Necdet AÇAN
Oluşturulma Tarihi: Aralık 07, 2002 01:41
Attila İlhan sekiz yıl aradan sonra yeni bir roman, ‘‘Allahın Süngüleri, Reis Paşa’ ile okuyucunun karşısında. Mustafa Kemal'in göçmen ağzıyla ‘‘te be çucuk‘‘ diye konuştuğu, Fikriye ile sevişmesinin anlatıldığı roman, sadece edebiyat açısından değil, Çerkez Ethem'in baştan itibaren Yunan gizli servisiyle bağlantılı olduğu, Ege bölgesinde bir Çerkez muhtar devletinin kurulacağı iddialarıyla da tartışılacak gibi gözüküyor.

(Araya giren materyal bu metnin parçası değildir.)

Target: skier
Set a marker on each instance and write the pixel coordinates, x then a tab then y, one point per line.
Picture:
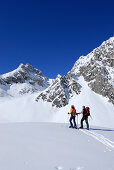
85	113
73	115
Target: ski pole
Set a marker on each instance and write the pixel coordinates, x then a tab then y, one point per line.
91	117
77	120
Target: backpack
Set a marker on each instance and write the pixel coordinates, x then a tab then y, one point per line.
87	111
74	112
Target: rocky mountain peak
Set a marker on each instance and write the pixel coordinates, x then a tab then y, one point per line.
29	79
97	68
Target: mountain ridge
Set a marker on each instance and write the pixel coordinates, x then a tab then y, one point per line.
97	68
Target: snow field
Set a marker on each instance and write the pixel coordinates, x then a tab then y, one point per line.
51	146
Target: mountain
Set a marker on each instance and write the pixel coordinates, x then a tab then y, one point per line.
48	146
60	91
25	79
97	69
26	95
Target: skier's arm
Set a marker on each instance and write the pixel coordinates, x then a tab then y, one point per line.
70	111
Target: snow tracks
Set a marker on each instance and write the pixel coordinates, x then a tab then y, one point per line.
108	143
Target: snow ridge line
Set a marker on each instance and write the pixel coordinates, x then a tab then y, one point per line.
100	138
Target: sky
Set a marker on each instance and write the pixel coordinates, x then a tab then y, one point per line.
52	34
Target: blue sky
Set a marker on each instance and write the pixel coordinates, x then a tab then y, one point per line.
52	34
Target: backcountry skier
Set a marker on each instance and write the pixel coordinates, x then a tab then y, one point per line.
73	115
86	113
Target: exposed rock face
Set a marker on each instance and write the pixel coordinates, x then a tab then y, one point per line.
22	74
97	68
29	78
59	92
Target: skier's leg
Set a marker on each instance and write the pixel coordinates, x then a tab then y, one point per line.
87	122
82	122
74	121
71	121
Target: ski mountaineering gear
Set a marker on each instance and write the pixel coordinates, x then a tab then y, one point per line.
86	113
72	111
73	115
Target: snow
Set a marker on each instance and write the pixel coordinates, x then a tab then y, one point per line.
26	109
51	146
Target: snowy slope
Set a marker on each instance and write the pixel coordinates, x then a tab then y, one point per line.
46	146
26	109
23	80
26	95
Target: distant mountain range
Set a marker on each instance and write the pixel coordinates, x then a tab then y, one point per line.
97	69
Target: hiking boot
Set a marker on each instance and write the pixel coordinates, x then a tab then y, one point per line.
70	126
80	127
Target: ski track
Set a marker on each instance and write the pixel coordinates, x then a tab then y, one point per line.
100	138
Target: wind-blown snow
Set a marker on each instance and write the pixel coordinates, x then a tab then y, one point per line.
48	146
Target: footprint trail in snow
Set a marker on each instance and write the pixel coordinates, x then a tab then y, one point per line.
100	138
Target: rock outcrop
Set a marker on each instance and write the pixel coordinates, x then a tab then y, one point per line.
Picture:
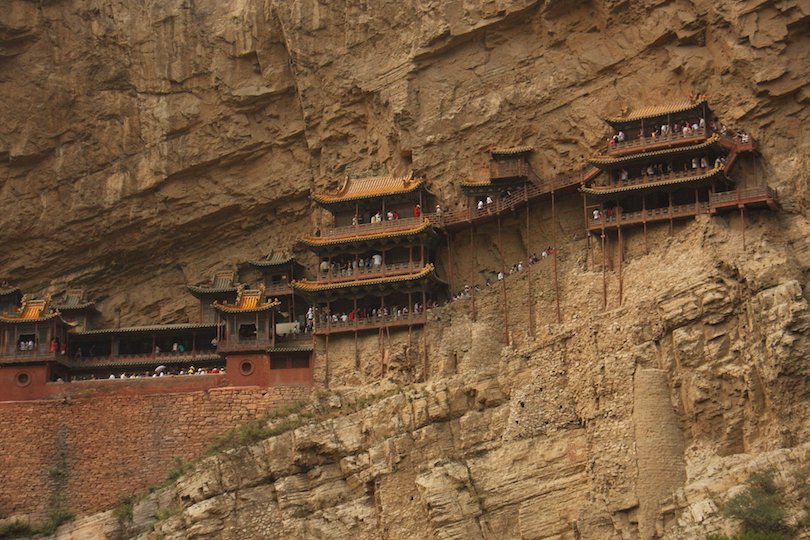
146	144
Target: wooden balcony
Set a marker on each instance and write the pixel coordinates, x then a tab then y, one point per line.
753	197
278	289
370	323
365	229
244	344
396	269
648	144
39	354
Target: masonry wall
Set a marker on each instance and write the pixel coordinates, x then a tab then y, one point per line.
91	451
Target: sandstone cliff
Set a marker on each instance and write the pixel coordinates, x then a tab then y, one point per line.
143	147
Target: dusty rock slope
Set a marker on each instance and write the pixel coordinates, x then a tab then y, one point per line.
145	144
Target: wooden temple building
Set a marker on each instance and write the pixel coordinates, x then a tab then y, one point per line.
375	269
376	256
664	164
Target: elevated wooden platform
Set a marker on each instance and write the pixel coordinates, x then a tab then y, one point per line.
371	323
749	198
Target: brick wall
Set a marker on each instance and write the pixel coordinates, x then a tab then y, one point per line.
114	444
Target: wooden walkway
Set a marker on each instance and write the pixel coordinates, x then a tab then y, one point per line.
747	198
534	189
370	323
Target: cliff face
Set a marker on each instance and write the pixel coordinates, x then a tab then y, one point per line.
146	144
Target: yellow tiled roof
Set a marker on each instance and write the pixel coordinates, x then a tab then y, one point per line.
32	311
314	286
669	181
329	240
656	111
372	186
611	160
248	300
511	151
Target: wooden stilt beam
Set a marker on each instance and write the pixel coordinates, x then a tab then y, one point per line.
554	246
503	285
604	270
644	218
472	268
529	266
621	260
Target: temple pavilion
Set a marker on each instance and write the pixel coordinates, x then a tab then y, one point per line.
278	271
375	268
221	288
664	164
508	172
31	342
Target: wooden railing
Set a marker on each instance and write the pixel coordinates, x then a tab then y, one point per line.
279	289
353	274
643	144
739	197
651	179
725	199
370	323
362	229
537	188
40	353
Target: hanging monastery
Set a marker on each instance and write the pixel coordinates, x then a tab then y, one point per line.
384	260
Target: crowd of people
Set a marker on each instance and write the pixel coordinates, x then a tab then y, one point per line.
324	316
160	371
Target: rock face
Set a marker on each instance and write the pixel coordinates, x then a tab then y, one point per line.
146	144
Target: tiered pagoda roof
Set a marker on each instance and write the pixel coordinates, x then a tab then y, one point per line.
247	301
372	286
274	260
716	173
355	189
511	151
223	282
8	290
657	111
32	311
74	301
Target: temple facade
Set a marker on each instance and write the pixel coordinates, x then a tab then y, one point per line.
376	266
667	163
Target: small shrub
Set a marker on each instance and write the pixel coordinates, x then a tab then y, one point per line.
760	509
16	529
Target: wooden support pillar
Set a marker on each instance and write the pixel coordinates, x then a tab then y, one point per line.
450	271
670	213
472	268
503	285
554	260
644	220
604	269
621	260
529	266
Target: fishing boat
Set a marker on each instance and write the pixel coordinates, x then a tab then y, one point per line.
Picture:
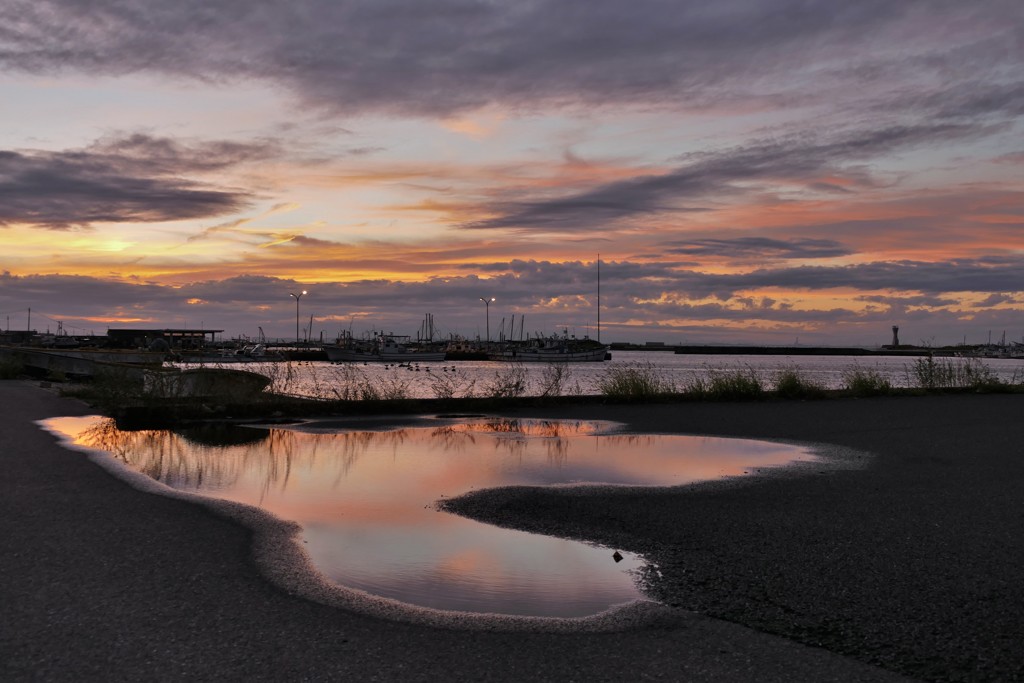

Attila İlhan'la önümüzdeki hafta çıkacak olan son romanını, yeni üssü The Marmara'da konuştuk. İlhan 10 yıldır misafirlerini ağırladığı, sohbetlerini gerçekleştirdiği, plaket üzerine adının yazıldığı Divan Pastanesi'ndeki masasını, pastane lokantaya çevrildiği için bir süre önce terketmek zorunda kalmıştı.
Neden ‘‘Allahın Süngüleri?‘‘
- Mustafa Kemal, o tarihlerde Batılı, Beyaz ve Hıristiyan Emperyalizm'in Anadolu'ya saldırısına ‘son Ehl-i Salip' (Haçlı Seferi) demişti! Sizce yanlış mı söylemişti?..
Bu bir konjoktür romanı mı, günümüzü 1920'ler üzerinden mi anlatıyorsunuz?
- Romanım 1920'li yıllardaki durumla yaşamakta olduklarımız arasında vahim mukayeselere yol açabilir, kimbilir belki de bu yüzden yazılması lazım gelmiştir. Yıllardır benzer bir işgal atmosferi yaşamıyor muyuz? Bu defa ecnebi, bayrak çekerek kışlalara girmiyor sessiz sedasız kafalara çörekleniyor. Yanıbaşında konuştuğun senin gibi bir 'yurttaş' mıdır yoksa hangi ‘muhipler cemiyeti'nin üyesi midir belli değil. Bir de Mustafa Kemal Paşa'nın hiçbir şekilde beşeri bir insan halinde yansıtılmadığına dair bir saplantım vardı. Yansıtmaya kalkan da yalnız sofrayı anlatıyordu...
‘‘Te be çucuk’’ gibi göçmen ağzıyla konuşan, ‘‘biri çıkıp beni vursa da kurtulsam‘‘ diyen bir Mustafa Kemal yazmışsınız...
- Mesela Hasan Rıza Bey ki onun Katib-i Umumi'siydi, hatıratında Gazi'nin kendisine Orman Çiftliği'ne 'Sonbahar geldi oraya bir koliba yapmak lazım.' dediğini anlatıyor. Çünkü Rumelililer kulübeye, koliba derler.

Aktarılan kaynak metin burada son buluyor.